Durante visita à Avibras, presidente afirma que proteger fronteiras, riquezas estratégicas e a soberania nacional exige fortalecimento permanente da indústria de defesa e das Forças Armadas

Da Redação

O presidente Luiz Inácio Lula da Silva defendeu nesta sexta-feira (24) a ampliação dos investimentos brasileiros em Defesa e afirmou que o país precisa estar preparado para enfrentar um cenário internacional marcado pelo aumento das tensões geopolíticas. Durante visita à fábrica da Avibras Aeroco, em Jacareí (SP), o presidente ressaltou que, embora o Brasil tenha tradição pacífica, não pode abrir mão de sua capacidade de proteger o território nacional e seus recursos estratégicos.

Ao justificar a necessidade de fortalecer as Forças Armadas e a indústria nacional de defesa, Lula destacou que o mundo vive um período de crescente instabilidade.

“A gente tem a África na nossa frente e a gente tem os loucos pelo mundo querendo fazer guerra. E a gente não pode se esquecer que, embora a gente só goste de paz, a gente seja de paz, a gente não pode se esquecer que um belo dia o Paraguai resolveu invadir o Brasil.”

Segundo o presidente, defender a paz também significa possuir capacidade de dissuasão diante de eventuais ameaças externas.

Defesa e soberania caminham juntas

Durante o discurso, Lula relacionou diretamente os investimentos em Defesa à proteção das riquezas estratégicas brasileiras.

O presidente citou a Amazônia, os minerais críticos, as terras raras, as reservas de água doce, a extensa faixa de fronteiras terrestres e o litoral brasileiro como ativos que exigem capacidade permanente de proteção.

Na avaliação do chefe do Executivo, o Brasil não pode depender exclusivamente da estabilidade internacional para garantir sua segurança. Por isso, defendeu uma política de Estado voltada ao fortalecimento das capacidades militares e tecnológicas do país.

“Quando a crise chega, ninguém pergunta se há dinheiro”

Lula também respondeu às críticas de setores que questionam os investimentos nas Forças Armadas.

Segundo ele, em momentos de crise ou conflito, a discussão sobre recursos financeiros perde espaço para a necessidade de garantir a sobrevivência e a soberania nacional.

O presidente comparou as Forças Armadas a um seguro contra situações extremas, afirmando que muitos só reconhecem sua importância quando enfrentam uma ameaça concreta.

Recuperação da Avibras é tratada como estratégica

A agenda presidencial ocorreu na Avibras Aeroco, uma das principais empresas brasileiras do setor de defesa, responsável pelo desenvolvimento de sistemas de foguetes, mísseis, veículos espaciais e outras tecnologias militares.

A companhia retomou recentemente suas atividades após um longo período de paralisação provocado pela crise financeira que levou trabalhadores a permanecerem mais de três anos sem receber salários.
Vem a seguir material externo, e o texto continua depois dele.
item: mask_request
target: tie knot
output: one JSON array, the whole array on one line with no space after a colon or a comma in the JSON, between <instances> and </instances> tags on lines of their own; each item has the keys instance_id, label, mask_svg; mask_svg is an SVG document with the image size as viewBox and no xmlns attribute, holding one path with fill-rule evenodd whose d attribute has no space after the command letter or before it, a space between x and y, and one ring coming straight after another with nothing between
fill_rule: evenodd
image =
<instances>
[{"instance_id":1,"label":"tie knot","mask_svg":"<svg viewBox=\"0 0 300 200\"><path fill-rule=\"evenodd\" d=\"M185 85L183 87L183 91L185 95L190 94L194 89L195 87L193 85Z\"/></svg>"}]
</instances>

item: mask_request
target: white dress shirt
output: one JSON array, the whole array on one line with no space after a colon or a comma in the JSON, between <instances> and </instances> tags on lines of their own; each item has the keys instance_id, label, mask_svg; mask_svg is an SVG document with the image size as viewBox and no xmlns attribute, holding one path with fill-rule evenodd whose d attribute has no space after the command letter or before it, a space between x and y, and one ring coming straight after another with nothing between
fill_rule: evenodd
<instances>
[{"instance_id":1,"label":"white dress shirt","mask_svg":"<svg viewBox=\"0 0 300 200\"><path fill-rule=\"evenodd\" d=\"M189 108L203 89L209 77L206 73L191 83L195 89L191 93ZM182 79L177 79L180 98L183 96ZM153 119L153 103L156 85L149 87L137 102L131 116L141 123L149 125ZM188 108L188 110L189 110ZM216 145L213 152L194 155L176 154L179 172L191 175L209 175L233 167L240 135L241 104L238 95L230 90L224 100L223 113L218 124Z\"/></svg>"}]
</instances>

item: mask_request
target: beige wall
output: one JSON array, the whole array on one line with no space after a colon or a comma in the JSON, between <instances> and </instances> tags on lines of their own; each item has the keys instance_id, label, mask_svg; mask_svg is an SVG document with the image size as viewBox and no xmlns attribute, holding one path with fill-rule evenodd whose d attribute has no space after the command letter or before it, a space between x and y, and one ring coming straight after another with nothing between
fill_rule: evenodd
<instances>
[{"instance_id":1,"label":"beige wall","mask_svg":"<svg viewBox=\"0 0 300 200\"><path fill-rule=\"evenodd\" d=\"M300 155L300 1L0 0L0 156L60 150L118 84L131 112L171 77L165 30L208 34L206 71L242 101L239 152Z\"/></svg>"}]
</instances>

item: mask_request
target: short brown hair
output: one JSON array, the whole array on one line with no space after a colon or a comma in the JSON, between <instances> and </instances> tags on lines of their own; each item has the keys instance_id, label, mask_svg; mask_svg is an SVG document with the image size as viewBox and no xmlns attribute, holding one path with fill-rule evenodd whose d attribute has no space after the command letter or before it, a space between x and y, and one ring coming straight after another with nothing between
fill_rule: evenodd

O acordo firmado este ano permitiu a regularização das dívidas trabalhistas e o reinício das operações industriais.

Lula critica demora para salvar empresa

Durante o evento, Lula demonstrou incômodo com o tempo necessário para viabilizar a recuperação da Avibras.

Segundo o presidente, havia consenso entre o governo, o Ministério da Defesa, o BNDES e as próprias Forças Armadas sobre a importância estratégica da empresa, mas entraves burocráticos retardaram a solução.

Na avaliação do chefe do Executivo, preservar empresas nacionais capazes de desenvolver tecnologia sensível é parte fundamental da estratégia de soberania brasileira.

Defesa passa a integrar estratégia nacional de desenvolvimento

Nos últimos meses, Lula vem reforçando que a política de Defesa deixará de ser tratada apenas como uma questão militar e passará a ocupar posição central no planejamento estratégico do Estado brasileiro.

O presidente tem defendido que investimentos em defesa impulsionam também inovação tecnológica, indústria de alta complexidade, pesquisa científica, geração de empregos qualificados e desenvolvimento nacional, consolidando uma visão que aproxima segurança, soberania e política industrial.